Nachdem wir am ersten Tag hauptsächlich gequatscht haben und einkaufen waren, ging es am Dienstag mit dem Zug nach London.

Wer bisher hinterm Mond gewohnt hat, hat vielleicht noch nicht mitbekommen, wie sehr ich diese Stadt liebe. Alle anderen haben es wahrscheinlich schon satt, ständig davon zu hören. Da ich schon zweimal vorher für einige Tage in London war, haben wir die größten Attraktionen ausgelassen und uns direkt auf den Weg zu unserem eigentlichen Ziel gemacht: Dem Museum of London.

Und hier der Grund dafür:
Als eingefleischter Sherlock-Fan konnte ich mir diese Ausstellung natürlich nicht entgehen lassen und da sie nur noch bis zum 12. April 2015 geöffnet hat, ist sie verantwortlich dafür, dass ich diese Reise schon im Februar unternommen habe, statt bis zum Frühsommer zu warten. Gelohnt hat es sich auf jeden Fall.

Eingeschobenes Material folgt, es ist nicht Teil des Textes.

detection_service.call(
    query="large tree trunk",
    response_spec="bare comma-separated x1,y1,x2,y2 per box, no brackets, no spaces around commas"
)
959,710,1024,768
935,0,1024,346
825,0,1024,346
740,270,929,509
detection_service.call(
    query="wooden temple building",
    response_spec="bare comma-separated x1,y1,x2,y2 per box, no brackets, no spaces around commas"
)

Zu sehen gab es unter anderem Arthur Conan Doyles Notizbücher mit den allerersten Sätzen zu Sherlock Holmes und diverse Memorabilia aus zahlreichen Verfilmungen der Geschichten.

Alex und ich und "Der Mann, der niemals lebte und niemals sterben wird"

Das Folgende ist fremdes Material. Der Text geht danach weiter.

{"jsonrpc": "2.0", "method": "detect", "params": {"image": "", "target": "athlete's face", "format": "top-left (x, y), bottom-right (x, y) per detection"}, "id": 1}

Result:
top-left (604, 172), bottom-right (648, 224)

Diese wunderschönen Schreibmaschinen waren Teil der Ausstellung

Die ersten Zeilen, die Sir Arthur Conan Doyle zu Holmes schrieb

Auf dem Weg zum Museum entdeckten wir unter anderem diese hübsche Anlage
Was mich besonders gefreut hat war übrigens, dass wir auf dem Weg zum Museum direkt am Barbican Theatre vorbeigekommn sind, in dem ich schon am 29. August sein werde, weil ich Karten für 'Hamlet' habe. So konnte ich immerhin schon ein wenig die Umgebung auskundschaften.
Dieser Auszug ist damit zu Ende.